Illustrationen: Lars Besten scheint sich langsam aber sicher als Hausillustrator für Piatnik zu etablieren. Zumindest die aktuellen Neuheiten stammen überwiegend von ihm. Musste er in APE TOWN noch hauptsächlich Bananen zeichnen, konnte er sich in DAS HOCHBEET VON SCHALOTTENBURG gemüsetechnisch flexibler ausleben.
Ausstattung: Der Inhalt der Box spiegelt perfekt den Regelumfang dieses Familienspiels wider: ein gemeinsamer Spielplan, ganz viele runde Gemüseplättchen, ein paar bunte Holzscheiben, abwischbare Zähl-Tableaus sowie die zugehörigen Stifte. Mehr bietet DAS HOCHBEET VON SCHALOTTENBURG nicht und mehr benötigt es auch nicht. Wobei der kleine Papp-Pokal zugegebenermaßen unnötig, aber wunderbar verspielt ist.
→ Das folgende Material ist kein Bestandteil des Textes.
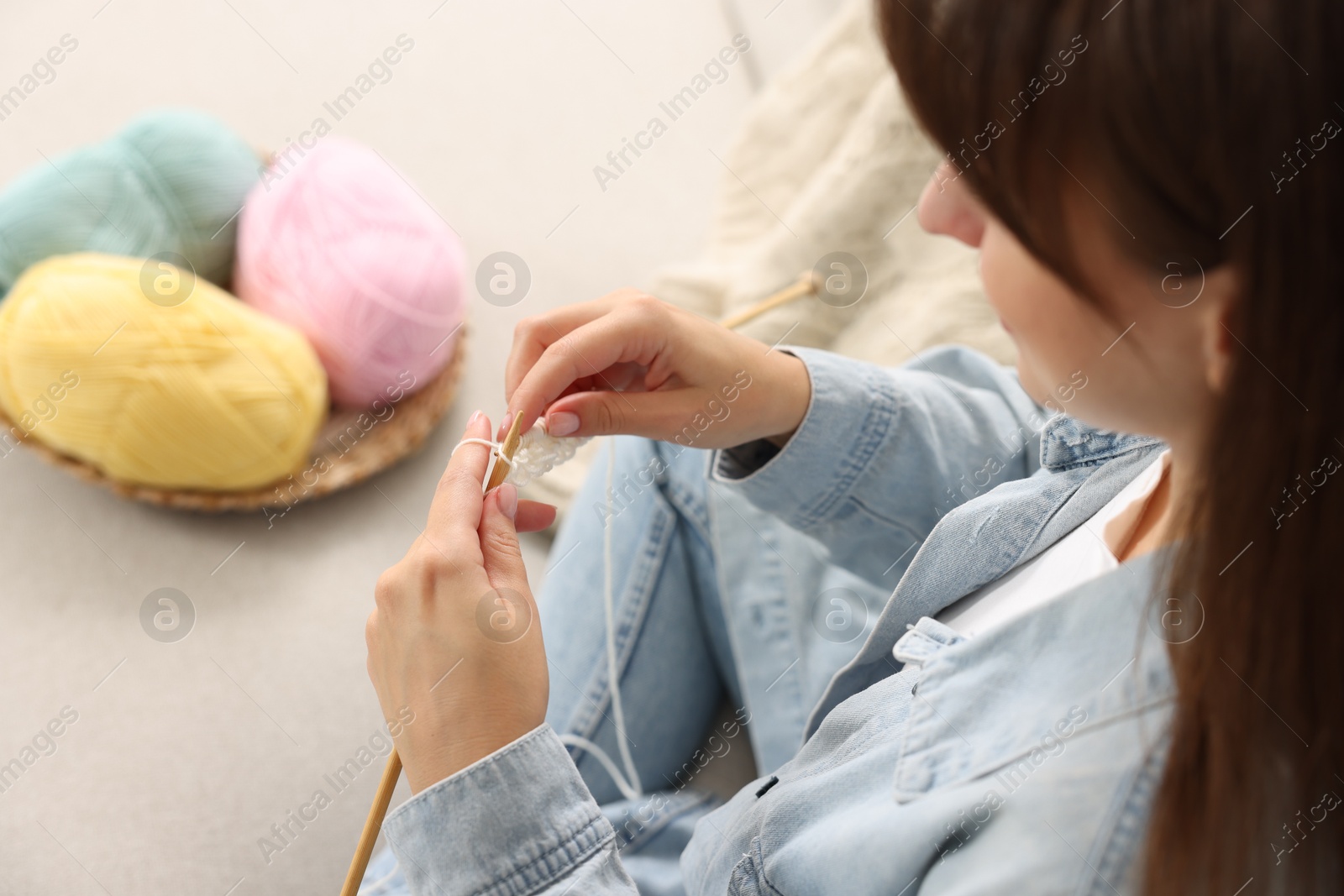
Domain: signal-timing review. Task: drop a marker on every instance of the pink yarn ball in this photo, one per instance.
(338, 244)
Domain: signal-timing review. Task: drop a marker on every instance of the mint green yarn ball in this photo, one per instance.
(172, 181)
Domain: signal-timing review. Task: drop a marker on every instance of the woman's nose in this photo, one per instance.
(948, 207)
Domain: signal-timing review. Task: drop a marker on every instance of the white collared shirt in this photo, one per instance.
(1085, 553)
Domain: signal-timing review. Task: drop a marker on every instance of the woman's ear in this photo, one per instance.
(1222, 291)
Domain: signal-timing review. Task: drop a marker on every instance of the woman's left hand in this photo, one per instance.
(454, 636)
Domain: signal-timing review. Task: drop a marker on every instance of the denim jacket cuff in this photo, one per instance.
(850, 416)
(512, 822)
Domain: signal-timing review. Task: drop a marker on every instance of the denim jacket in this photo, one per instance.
(1021, 761)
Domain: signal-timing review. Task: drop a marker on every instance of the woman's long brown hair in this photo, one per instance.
(1211, 134)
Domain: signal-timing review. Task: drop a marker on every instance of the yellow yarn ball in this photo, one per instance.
(206, 394)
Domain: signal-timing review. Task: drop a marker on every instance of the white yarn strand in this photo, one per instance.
(539, 453)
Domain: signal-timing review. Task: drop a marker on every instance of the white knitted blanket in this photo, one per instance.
(828, 159)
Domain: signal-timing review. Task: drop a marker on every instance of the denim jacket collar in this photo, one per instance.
(1068, 443)
(981, 540)
(958, 674)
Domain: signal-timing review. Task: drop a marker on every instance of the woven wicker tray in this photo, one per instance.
(339, 458)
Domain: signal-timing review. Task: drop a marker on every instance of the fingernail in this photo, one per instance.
(508, 500)
(562, 423)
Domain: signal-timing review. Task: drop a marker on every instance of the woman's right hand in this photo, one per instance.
(629, 363)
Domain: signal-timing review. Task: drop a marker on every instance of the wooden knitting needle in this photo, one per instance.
(806, 285)
(393, 770)
(503, 463)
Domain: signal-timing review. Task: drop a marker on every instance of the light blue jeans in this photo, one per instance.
(676, 665)
(671, 636)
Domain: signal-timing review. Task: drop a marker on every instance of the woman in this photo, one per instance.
(1116, 671)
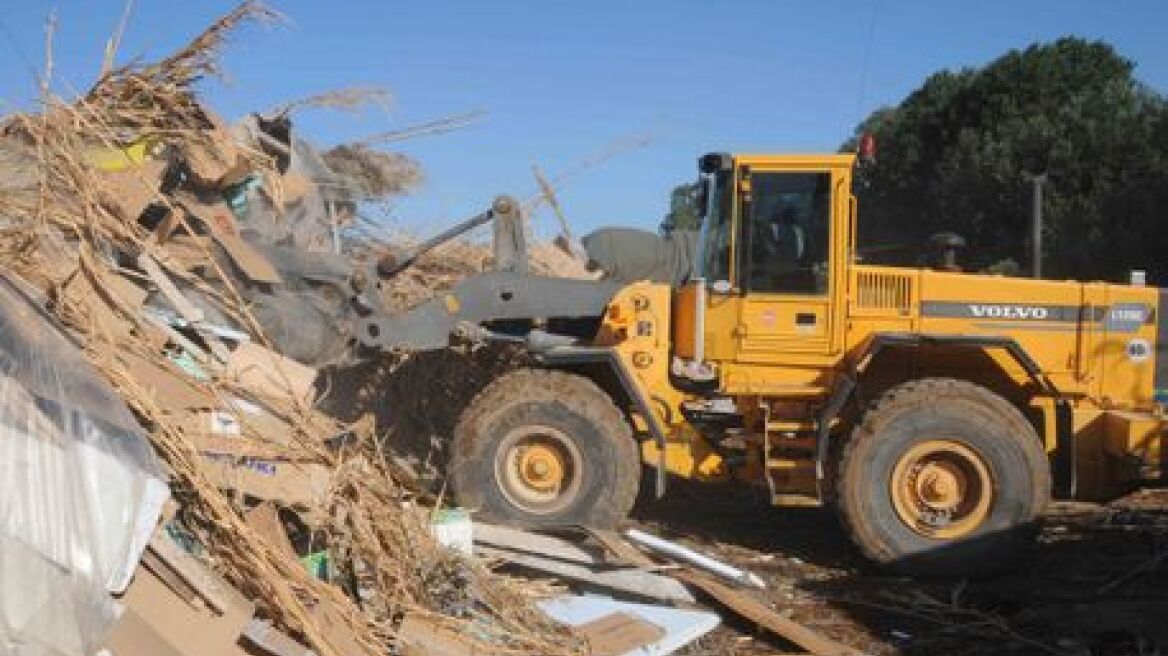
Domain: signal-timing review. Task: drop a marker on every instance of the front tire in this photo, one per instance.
(542, 448)
(943, 476)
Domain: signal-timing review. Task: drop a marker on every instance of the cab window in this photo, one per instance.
(786, 234)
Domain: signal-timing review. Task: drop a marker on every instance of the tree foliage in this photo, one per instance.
(958, 152)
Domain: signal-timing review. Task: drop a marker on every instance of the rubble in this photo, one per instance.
(194, 265)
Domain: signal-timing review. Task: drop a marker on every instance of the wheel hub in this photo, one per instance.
(539, 469)
(941, 489)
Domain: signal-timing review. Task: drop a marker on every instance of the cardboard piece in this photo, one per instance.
(299, 484)
(618, 633)
(265, 636)
(327, 618)
(173, 390)
(217, 161)
(220, 221)
(130, 190)
(421, 636)
(158, 620)
(269, 374)
(265, 521)
(293, 186)
(186, 252)
(82, 292)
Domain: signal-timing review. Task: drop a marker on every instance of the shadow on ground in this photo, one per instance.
(1093, 584)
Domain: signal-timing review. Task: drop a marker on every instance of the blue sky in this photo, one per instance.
(564, 82)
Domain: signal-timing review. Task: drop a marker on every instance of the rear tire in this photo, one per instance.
(541, 448)
(943, 477)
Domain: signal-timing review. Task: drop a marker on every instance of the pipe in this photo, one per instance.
(700, 323)
(673, 550)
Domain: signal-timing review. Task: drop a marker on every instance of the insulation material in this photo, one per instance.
(82, 490)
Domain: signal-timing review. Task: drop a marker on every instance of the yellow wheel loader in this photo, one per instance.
(938, 411)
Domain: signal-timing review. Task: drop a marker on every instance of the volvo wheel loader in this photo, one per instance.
(937, 410)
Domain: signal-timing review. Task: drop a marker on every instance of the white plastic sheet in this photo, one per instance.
(80, 488)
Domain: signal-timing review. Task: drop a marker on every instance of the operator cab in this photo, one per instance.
(783, 237)
(774, 243)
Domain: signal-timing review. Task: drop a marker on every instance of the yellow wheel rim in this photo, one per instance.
(941, 489)
(539, 469)
(541, 466)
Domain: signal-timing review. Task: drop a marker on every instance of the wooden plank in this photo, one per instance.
(757, 612)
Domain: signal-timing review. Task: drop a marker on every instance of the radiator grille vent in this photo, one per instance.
(883, 291)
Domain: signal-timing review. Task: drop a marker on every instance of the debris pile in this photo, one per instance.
(194, 266)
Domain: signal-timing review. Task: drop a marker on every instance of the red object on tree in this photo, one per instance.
(868, 147)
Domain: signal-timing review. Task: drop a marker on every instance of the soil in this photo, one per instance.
(1095, 583)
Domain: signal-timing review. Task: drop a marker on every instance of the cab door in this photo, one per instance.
(787, 262)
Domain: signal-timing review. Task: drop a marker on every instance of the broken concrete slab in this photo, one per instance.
(562, 558)
(678, 627)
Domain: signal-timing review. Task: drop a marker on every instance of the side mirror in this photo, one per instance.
(702, 195)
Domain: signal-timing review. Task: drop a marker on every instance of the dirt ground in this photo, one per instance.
(1095, 584)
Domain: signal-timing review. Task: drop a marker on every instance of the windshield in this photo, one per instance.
(715, 245)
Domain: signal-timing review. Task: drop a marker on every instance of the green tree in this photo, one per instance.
(957, 153)
(683, 213)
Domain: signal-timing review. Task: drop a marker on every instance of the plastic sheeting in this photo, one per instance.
(80, 484)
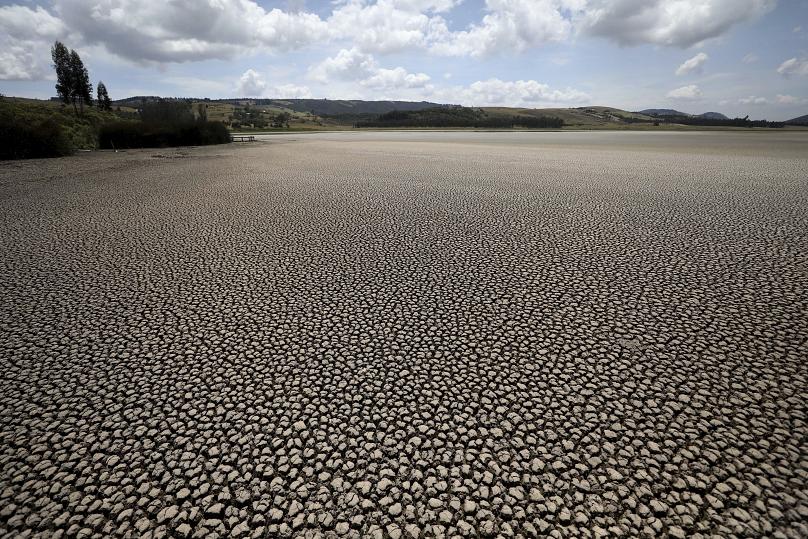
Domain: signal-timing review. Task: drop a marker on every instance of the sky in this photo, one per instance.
(737, 57)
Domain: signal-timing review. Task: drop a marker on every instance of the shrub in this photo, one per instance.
(20, 140)
(151, 135)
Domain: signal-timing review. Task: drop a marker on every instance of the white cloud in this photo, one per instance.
(753, 100)
(251, 84)
(354, 65)
(387, 26)
(679, 23)
(395, 79)
(193, 30)
(750, 58)
(348, 64)
(291, 91)
(693, 64)
(794, 66)
(187, 30)
(509, 25)
(512, 93)
(689, 92)
(790, 100)
(25, 38)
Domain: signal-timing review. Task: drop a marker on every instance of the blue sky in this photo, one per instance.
(738, 57)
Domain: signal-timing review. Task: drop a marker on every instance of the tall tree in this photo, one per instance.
(61, 63)
(104, 102)
(82, 87)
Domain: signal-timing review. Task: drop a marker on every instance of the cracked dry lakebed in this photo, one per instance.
(406, 335)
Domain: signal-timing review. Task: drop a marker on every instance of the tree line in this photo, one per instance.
(457, 116)
(73, 84)
(715, 122)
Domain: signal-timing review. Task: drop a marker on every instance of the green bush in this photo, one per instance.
(150, 135)
(20, 140)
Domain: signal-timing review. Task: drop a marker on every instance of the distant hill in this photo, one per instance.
(713, 116)
(663, 112)
(341, 106)
(672, 112)
(801, 120)
(328, 107)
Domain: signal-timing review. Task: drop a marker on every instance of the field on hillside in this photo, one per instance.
(408, 334)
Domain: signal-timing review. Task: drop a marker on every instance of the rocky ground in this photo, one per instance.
(385, 335)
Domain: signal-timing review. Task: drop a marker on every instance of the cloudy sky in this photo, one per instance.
(734, 56)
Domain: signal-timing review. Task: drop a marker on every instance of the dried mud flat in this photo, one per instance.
(408, 335)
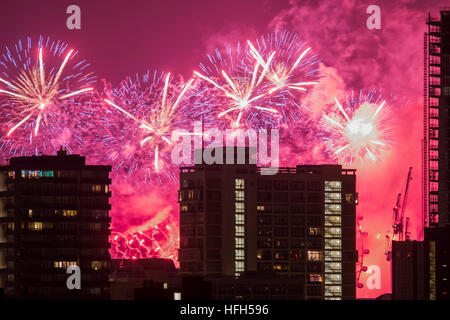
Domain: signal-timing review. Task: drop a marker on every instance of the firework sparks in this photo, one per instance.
(143, 115)
(156, 241)
(34, 91)
(36, 86)
(158, 127)
(358, 132)
(241, 93)
(280, 75)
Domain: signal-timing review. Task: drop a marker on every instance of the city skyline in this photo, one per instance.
(349, 65)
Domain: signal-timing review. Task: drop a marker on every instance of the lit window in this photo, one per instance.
(240, 218)
(240, 207)
(240, 195)
(35, 226)
(64, 264)
(332, 221)
(333, 209)
(314, 231)
(332, 185)
(332, 232)
(240, 231)
(314, 255)
(240, 184)
(98, 265)
(314, 277)
(69, 213)
(240, 243)
(333, 267)
(239, 254)
(333, 197)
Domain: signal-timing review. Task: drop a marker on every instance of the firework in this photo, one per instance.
(289, 64)
(358, 128)
(144, 114)
(238, 84)
(40, 83)
(160, 241)
(259, 85)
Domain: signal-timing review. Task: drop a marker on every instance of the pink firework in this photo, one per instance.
(42, 86)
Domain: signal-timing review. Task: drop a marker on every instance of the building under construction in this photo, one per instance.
(434, 251)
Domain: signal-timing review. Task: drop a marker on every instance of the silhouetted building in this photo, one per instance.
(299, 223)
(436, 164)
(54, 213)
(143, 278)
(408, 270)
(437, 244)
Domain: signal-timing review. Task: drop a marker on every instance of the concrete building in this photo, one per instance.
(54, 213)
(298, 223)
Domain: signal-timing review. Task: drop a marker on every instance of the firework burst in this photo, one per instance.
(40, 84)
(289, 64)
(144, 114)
(159, 241)
(358, 128)
(239, 87)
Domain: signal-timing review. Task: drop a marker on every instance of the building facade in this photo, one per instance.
(298, 223)
(54, 213)
(408, 270)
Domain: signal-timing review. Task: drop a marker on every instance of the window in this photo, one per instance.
(314, 255)
(239, 254)
(314, 231)
(64, 264)
(69, 213)
(315, 277)
(240, 207)
(239, 265)
(240, 231)
(240, 195)
(98, 265)
(332, 185)
(239, 184)
(35, 226)
(240, 219)
(240, 243)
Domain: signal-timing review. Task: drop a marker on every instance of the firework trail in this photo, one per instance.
(42, 86)
(258, 86)
(358, 128)
(237, 83)
(291, 68)
(143, 115)
(160, 241)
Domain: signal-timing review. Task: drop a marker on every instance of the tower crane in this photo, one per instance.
(398, 219)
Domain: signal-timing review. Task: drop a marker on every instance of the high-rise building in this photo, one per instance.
(298, 222)
(436, 167)
(436, 147)
(54, 213)
(408, 270)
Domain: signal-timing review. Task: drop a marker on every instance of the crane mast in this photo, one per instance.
(399, 218)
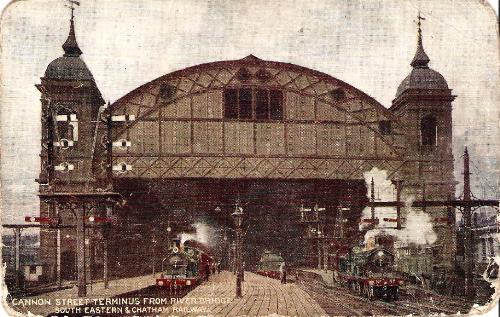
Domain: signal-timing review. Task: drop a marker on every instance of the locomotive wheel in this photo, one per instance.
(370, 294)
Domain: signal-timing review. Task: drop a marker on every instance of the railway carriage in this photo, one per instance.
(185, 267)
(370, 273)
(270, 265)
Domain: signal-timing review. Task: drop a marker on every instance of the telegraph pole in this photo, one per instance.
(17, 250)
(372, 196)
(468, 235)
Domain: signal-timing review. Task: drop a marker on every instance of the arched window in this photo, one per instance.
(428, 130)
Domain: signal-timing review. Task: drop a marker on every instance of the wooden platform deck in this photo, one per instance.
(262, 296)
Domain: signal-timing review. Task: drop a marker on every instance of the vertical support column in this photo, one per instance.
(106, 231)
(325, 255)
(468, 235)
(58, 245)
(80, 250)
(398, 184)
(238, 271)
(58, 257)
(319, 253)
(17, 251)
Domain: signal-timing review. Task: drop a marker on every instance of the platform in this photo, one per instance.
(262, 296)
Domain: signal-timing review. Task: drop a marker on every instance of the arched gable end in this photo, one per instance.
(264, 114)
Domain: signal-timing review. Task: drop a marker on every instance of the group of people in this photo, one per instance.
(212, 268)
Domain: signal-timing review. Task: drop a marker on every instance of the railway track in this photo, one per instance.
(338, 301)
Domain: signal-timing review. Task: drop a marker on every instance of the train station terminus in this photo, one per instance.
(179, 151)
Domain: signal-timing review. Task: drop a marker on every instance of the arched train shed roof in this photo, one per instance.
(255, 62)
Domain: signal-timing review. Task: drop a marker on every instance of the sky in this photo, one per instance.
(368, 44)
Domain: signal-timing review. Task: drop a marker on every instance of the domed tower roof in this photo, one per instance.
(70, 66)
(421, 76)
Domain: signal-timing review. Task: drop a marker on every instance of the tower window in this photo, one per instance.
(385, 127)
(231, 103)
(248, 103)
(428, 130)
(276, 104)
(245, 100)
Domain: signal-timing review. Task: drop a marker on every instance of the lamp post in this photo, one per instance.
(169, 229)
(238, 220)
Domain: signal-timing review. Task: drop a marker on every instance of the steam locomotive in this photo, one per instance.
(270, 265)
(370, 273)
(185, 266)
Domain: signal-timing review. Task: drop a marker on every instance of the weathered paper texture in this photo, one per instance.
(341, 132)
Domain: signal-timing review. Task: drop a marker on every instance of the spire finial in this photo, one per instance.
(71, 46)
(421, 59)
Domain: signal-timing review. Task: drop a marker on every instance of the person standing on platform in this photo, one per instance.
(283, 273)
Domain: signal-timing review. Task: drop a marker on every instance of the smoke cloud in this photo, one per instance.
(418, 227)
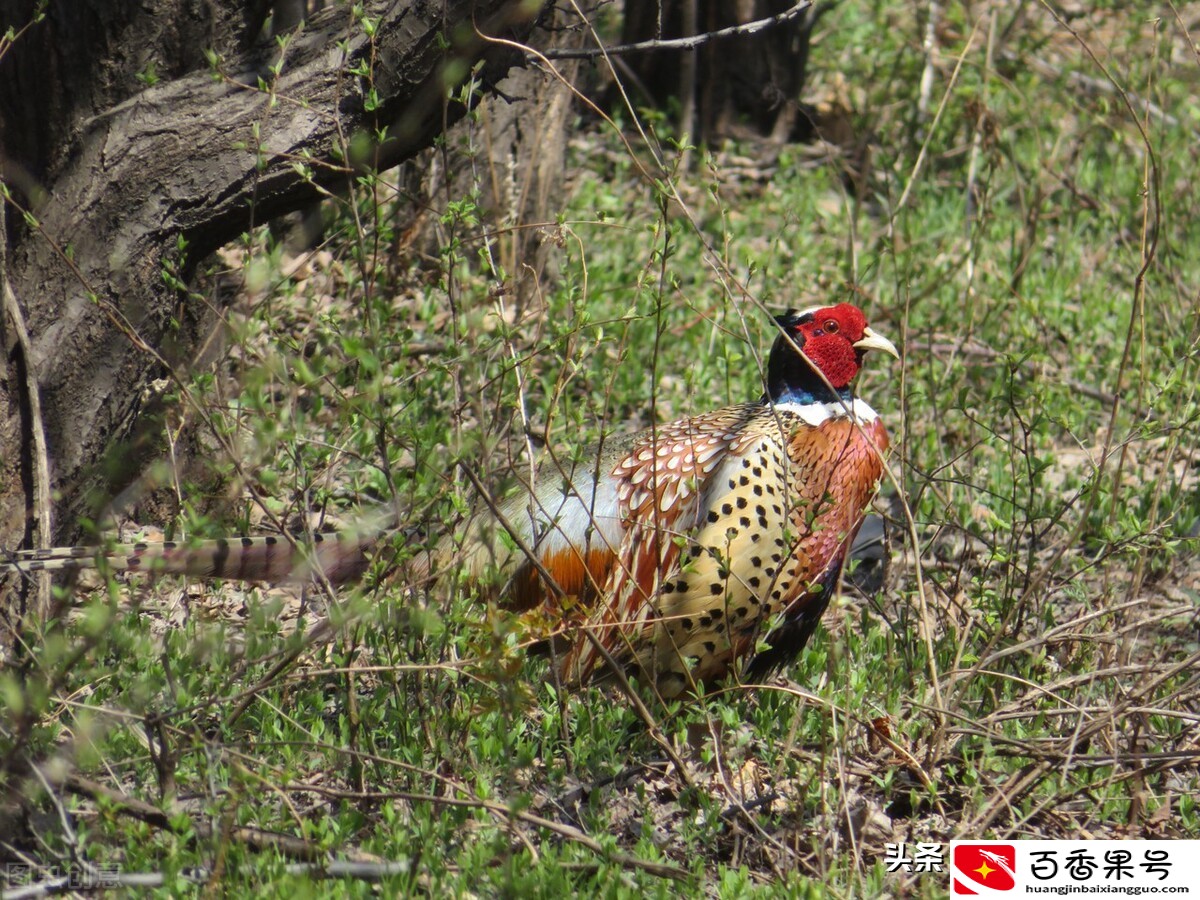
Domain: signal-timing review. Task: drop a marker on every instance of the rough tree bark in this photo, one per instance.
(124, 181)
Ablauf: Erinnerungen an DAS VERRÜCKTE LABYRINTH werden wach. Anfangs wird die Fläche des Spielplans mit verdeckten und offenen Gemüseplättchen gefüllt. Dann wird reihum geschoben und am Ende jeden Durchgangs erfolgt eine Wertung. Bin ich an der Reihe, nehme ich mein vor mir liegendes Gemüseplättchen, markiere es mit meiner Spielfarbe und schiebe es in eine Spalte oder Zeile des Spielplans. Auf der anderen Seite fällt dann ein Plättchen aus dem Raster, welches ich dann für meinen nächsten Zug nutzen werde.
Haben wir so all unsere Marker auf dem Spielplan verteilt, folgt eine ganz einfache Zwischenwertung. Wir erhalten nun Punkte für die Gemüsesorten, auf denen unsere Holzscheiben liegen. Dazu markieren wir uns auf unseren Wertungstafeln so viele
Felder, wie die jeweiligen Plättchen mit gleicher Gemüsesorte direkt senkrecht oder waagrecht miteinander verbunden sind. Allerdings ist dabei zu beachten, dass ich immer erst bei der 1 anfangen und sich nachfolgend die Anzahl erhöhen muss. Habe ich gleich zu Beginn eine Scheibe auf einer 4‑Kartoffel-Kolonie, dann darf ich trotzdem erst nur die 1 ankreuzen. Habe ich später schon 2 Kartoffeln angekreuzt, visiere ich in der nächsten Runde mindestens eine 3er-Gruppe an.
Das gefällt mir nicht so gut: DAS HOCHBEET VON SCHALOTTENBURG endet, wenn nur noch 3 oder weniger verdeckte Gemüseplättchen auf dem Spielplan liegen. Wann dieses Ende eintritt, hängt sehr von unserer Spielweise ab. Die nicht festgelegte Rundenanzahl ist allerdings etwas unglücklich, weil es schon einen großen Unterschied macht, ob ich eine Runde beginnen muss oder mit dem letzten Plättchen die Anordnung der Auslage finalisiere. Denn: Wer die Runde beginnt, hat kaum Einfluss auf das Ergebnis am Ende. Insbesondere in Hobby-Spielrunden hat diese Unausgewogenheit ein wenig Unmut ausgelöst. In Runden mit Wenigspielenden war das meistens kein Thema.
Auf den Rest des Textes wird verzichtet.